Supreme Jos Buttler takes England to series win after pace makes Powerplay inroads

Jos Buttler was again in excellent touch
September 06, 2020

England 158 for 4 (Buttler 77*, Malan 42) beat Australia 157 for 7 (Finch 40, Stoinis 35) by six wickets

Jos Buttler led England to a series win with seven balls and one game to spare against Australia at the Ageas Bowl, stroking a fluent 77 not out in a comfortable chase of 158.

Buttler started surprisingly slowly in the run chase, reaching the halfway mark on just 25 from 24 balls, but put his foot on the gas in the back half, pacing his innings to perfection despite a slight wobble as England lost three wickets in 22 balls.

Australia recovered from 3 for 2 and 30 for 3 to reach 157 after choosing to bat first, after Jofra Archer and Mark Wood ripped through the top order in a frighteningly quick new-ball spell. Aaron Finch and Marcus Stoinis' innings helped them to a respectable score, but it never looked like being enough.

England lightning-fast start

Powerplay wickets have been a real problem for England this calendar year: coming into this game, they had taken only three in 36 overs, and Eoin Morgan had repeated highlighted new-ball bowling as an area for improvement.

But this time they managed to double the tally for the year thanks to hostile spells from Archer and Wood, whose combined average speed in the first two overs was above 90mph/145kph. Archer struck earlier, removing David Warner with a lifter in the off-stump channel that cut him in half, with the on-field decision upheld as Ultra-Edge confirmed it had flicked the glove on the way through to Buttler.

Alex Carey was given a promotion to No. 3, with Glenn Maxwell shifting down in an attempt to solve Australia's middle-order conundrum, but looked all at sea in his brief stay, eventually feathering behind off Wood as he backed away to leave Australia 3 for 2.

Archer's second over started with a 95.8mph/154.2kph ball the beat Finch, though his second ball was pulled for six. Steven Smith got up and running with two pulled boundaries - a four and a six - off Tom Curran, before he took on a quick single to Morgan at short midwicket and was run out with a direct hit to leave Australia reeling at 30 for 3.

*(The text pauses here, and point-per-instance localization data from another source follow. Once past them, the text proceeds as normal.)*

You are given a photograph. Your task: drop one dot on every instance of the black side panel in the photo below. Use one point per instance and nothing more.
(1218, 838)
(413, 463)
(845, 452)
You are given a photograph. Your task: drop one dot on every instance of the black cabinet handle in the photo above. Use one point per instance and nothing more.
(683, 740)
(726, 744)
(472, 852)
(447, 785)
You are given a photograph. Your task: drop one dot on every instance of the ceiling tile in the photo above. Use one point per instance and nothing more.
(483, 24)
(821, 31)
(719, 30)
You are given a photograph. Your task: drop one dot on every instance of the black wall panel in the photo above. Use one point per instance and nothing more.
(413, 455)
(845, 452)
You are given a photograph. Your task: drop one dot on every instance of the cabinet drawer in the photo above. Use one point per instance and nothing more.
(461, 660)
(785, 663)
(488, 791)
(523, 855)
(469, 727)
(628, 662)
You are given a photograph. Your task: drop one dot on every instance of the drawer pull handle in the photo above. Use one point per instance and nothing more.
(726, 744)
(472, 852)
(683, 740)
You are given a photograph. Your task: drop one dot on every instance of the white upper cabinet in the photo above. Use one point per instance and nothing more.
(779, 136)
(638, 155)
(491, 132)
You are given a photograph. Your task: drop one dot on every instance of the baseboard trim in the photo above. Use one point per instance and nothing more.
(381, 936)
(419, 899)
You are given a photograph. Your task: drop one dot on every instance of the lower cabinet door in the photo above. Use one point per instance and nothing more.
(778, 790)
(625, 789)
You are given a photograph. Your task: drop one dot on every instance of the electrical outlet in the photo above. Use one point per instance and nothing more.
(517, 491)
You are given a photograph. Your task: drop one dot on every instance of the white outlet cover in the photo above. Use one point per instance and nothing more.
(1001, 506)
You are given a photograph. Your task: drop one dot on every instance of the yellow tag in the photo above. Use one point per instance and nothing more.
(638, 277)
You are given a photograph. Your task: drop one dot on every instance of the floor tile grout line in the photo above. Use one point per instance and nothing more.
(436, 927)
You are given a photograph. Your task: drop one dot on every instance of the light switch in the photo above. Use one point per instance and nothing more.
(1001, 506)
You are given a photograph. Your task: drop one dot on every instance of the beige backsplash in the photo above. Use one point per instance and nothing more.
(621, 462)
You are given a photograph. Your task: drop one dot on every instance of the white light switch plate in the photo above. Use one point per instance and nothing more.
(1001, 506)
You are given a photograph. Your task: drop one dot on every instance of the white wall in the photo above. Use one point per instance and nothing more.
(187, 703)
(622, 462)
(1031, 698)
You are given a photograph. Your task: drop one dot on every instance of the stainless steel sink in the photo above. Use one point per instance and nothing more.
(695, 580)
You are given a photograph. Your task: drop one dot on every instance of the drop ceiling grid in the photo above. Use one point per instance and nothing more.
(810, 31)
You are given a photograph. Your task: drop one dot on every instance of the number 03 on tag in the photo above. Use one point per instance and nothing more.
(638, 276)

England had been successful hitting the pitch at the death in the first game, and maintained a similar plan with the new ball today; Wood's yorker to Marcus Stoinis, the penultimate delivery of the sixth over, was the first ball that registered full of a length in Cricday's ball-by-ball data.

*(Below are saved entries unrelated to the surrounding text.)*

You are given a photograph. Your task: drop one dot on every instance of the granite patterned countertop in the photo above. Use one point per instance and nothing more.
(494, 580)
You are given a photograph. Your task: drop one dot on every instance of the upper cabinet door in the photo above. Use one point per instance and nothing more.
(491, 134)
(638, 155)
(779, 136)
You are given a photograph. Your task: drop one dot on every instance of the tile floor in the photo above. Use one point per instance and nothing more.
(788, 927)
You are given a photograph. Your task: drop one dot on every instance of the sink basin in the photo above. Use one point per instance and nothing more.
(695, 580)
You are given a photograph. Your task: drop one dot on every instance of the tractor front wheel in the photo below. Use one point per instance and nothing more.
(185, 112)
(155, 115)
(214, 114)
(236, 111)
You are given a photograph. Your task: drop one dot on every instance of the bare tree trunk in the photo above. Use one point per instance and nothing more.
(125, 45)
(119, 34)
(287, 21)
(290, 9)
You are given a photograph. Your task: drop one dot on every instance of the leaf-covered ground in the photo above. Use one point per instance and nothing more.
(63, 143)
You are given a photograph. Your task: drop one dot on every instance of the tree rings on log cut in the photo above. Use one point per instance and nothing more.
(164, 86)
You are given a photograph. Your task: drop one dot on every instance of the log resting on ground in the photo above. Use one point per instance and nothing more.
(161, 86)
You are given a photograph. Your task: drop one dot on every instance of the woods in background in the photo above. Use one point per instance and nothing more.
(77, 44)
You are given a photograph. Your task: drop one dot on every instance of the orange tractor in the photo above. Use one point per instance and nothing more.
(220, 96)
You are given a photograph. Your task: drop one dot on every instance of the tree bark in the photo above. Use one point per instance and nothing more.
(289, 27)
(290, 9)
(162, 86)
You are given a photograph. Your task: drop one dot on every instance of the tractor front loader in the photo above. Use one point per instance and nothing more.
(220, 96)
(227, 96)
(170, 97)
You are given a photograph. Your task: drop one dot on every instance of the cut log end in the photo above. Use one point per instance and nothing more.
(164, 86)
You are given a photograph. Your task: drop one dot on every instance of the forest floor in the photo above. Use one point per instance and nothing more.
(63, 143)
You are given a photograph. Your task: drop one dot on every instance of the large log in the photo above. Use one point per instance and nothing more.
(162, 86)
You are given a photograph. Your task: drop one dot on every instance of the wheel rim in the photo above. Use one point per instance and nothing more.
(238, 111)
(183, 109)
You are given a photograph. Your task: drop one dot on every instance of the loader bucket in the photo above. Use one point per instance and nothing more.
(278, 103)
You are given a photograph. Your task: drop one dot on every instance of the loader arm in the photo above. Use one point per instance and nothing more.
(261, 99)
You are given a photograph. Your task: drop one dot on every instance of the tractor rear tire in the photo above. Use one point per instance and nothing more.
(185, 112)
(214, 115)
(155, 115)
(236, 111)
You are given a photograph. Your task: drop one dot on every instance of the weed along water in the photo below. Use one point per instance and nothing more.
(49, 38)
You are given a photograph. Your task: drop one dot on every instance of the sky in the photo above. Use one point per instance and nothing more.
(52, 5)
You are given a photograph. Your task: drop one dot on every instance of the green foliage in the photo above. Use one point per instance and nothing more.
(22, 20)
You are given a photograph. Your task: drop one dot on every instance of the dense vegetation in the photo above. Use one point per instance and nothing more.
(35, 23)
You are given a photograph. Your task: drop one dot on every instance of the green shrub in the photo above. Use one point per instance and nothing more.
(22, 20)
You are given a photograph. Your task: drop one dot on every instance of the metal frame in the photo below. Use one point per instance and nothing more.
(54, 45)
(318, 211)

Finch, Stoinis lead recovery

Stoinis looked scratchy throughout his innings on Friday night, managing 23 not out off 18 balls as Australia fell two runs short in their chase. Coming in with the field restrictions still in place, he looked more comfortable in this innings, rebuilding in a 49-run partnership with Finch that laid some foundations for late-innings acceleration.

He was surprised by a sharp legbreak, steering to slip to give Adil Rashid a wicket off the last ball of his spell in consecutive games, but Maxwell's enterprising cameo and some old-fashioned long-handle hitting from Pat Cummins took Australia to a respectable - if slightly below-par - 157 for 7 on a used pitch.

Malan's run continues

England stuck with their bowler-heavy combination, resisting the temptation to bring in Sam Curran with brother Tom still carded at No. 7 instead, so it was important that their top order did the bulk of the scoring in the run chase.

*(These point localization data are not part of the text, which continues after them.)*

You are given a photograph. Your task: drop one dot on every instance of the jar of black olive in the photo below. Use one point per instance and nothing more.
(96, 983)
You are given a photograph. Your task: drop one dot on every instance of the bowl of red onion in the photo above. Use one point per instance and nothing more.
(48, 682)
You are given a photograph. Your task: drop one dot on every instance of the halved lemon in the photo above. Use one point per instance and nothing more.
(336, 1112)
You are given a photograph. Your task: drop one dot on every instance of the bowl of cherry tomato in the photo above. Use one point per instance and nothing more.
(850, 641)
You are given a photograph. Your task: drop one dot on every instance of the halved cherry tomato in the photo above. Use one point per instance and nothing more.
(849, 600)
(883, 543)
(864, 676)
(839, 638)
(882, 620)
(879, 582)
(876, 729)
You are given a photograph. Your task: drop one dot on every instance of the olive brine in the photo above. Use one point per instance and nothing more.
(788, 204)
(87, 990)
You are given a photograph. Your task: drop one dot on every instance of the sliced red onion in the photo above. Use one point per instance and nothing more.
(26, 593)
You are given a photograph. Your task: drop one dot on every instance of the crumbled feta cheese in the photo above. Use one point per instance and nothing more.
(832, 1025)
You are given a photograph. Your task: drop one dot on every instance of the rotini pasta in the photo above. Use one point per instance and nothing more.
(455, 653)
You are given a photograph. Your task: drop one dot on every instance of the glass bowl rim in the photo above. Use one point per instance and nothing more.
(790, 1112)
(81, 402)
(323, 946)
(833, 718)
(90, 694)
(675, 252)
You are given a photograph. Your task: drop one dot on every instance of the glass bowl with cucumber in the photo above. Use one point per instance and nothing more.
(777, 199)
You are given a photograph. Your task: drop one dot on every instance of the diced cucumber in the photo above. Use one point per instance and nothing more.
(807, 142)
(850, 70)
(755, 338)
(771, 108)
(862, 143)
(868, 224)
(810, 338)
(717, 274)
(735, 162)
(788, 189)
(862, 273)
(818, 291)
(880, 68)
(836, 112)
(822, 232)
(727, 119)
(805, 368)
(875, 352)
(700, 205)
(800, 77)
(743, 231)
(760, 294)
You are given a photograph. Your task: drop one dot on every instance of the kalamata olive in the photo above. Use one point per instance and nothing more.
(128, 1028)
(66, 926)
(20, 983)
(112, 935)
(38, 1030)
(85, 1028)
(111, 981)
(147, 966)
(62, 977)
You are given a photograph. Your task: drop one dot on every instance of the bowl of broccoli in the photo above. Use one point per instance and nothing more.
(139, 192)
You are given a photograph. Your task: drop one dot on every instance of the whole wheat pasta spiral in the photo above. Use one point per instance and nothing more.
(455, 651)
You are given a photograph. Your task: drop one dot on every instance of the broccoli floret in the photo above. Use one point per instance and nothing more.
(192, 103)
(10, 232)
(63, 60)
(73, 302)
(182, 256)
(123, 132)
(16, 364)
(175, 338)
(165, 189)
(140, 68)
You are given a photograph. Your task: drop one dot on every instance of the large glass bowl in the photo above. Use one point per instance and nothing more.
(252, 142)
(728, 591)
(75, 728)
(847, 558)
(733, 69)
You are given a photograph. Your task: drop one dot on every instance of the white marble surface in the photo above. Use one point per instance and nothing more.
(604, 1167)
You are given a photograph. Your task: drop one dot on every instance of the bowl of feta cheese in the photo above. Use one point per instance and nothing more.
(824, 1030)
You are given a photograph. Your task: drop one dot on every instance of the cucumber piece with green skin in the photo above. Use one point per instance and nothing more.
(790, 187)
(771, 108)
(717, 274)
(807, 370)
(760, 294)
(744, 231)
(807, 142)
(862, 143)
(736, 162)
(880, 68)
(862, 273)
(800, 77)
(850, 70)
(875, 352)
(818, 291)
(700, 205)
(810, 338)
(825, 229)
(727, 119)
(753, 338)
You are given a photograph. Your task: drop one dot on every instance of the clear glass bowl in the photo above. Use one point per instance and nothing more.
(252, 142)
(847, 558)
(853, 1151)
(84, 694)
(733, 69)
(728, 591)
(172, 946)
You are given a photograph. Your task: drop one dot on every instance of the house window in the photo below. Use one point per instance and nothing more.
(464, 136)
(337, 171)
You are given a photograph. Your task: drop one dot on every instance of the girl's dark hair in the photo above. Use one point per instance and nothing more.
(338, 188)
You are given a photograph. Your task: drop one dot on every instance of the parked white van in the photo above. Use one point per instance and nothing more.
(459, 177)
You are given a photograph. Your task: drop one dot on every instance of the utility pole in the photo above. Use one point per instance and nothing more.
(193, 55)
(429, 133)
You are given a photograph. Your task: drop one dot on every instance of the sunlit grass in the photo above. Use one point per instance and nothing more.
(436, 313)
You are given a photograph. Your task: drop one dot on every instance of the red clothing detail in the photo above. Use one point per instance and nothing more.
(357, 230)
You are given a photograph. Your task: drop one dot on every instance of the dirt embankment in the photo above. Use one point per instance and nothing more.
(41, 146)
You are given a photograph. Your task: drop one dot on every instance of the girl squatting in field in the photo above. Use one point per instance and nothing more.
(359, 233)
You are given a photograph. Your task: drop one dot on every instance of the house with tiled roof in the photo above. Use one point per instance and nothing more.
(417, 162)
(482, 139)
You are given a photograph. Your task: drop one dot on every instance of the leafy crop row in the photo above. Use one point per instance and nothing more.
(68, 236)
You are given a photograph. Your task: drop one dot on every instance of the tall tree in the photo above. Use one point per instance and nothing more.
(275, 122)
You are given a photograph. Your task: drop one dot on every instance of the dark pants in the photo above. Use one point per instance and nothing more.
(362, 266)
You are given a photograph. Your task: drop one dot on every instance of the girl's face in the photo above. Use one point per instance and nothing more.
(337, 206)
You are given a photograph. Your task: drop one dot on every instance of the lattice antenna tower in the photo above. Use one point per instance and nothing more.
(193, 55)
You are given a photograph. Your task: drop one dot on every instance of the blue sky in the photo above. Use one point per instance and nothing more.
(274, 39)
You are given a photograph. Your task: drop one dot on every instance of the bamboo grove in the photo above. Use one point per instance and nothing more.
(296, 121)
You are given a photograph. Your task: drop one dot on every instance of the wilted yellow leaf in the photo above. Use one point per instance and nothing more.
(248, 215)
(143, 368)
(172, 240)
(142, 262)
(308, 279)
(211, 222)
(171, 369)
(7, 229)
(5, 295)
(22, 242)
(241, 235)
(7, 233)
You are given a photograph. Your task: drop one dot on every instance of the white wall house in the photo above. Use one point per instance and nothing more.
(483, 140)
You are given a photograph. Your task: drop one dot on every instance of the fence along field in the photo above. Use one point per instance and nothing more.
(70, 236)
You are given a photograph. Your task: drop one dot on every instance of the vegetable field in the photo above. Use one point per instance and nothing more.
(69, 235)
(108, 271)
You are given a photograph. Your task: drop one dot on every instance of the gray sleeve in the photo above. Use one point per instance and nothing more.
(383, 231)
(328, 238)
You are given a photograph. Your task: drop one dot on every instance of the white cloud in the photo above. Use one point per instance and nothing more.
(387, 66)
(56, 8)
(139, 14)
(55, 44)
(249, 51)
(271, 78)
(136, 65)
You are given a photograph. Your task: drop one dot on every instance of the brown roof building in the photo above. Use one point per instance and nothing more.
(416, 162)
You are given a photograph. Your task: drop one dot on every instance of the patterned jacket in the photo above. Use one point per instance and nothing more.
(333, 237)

Jonny Bairstow fell early to a freak dismissal, becoming the first Englishman out hit wicket in T20Is as his bat swung around into his stumps following an attempted pull, leaving Buttler and Dawid Malan with a job to do.

Malan started characteristically slowly, reaching 15 off 15 balls, but grew in fluency and reinforced his ability against spin in the middle overs, hitting the first two deliveries of the ninth and tenth overs for four. He would have been frustrated to hole out to deep midwicket off Ashton Agar for 42, but he extended his freakish T20I record, now averaging 50.84 with a 147.87 strike rate after 15 innings.

Buttler's brilliance

Buttler hit three early boundaries off the spinners, including an beautiful punch through the covers and a dismissive crack over mid-on, but was unusually sedate early in his innings and he moved to 25 off 24 balls at halfway.

But he found his groove in the second half of the innings, hitting boundaries in the 11th, 12th, 13th overs and two in the 14th to make sure England weren't tied down at any stage, despite losing three wickets in four overs.

Finch attacked early, Mitchell Starc bowling three in the Powerplay and one in the 15th, leaving the spinners to bowl at the death, and after Moeen Ali took the pressure off with two languid flows of the bat for six and four at the start of the 19th, Buttler sealed the game with seven balls to spare with an enormous straight six off Zampa.

Since his promotion to the top of the Rajasthan Royals' batting order in May 2018, Buttler has now averaged 47.13 with a strike rate of 153.86 as an opener, with 15 half-centuries in 33 innings. Morgan reiterated before this series that England would continue to use him in that role, and it is increasingly difficult to make the case that he should bat anywhere else.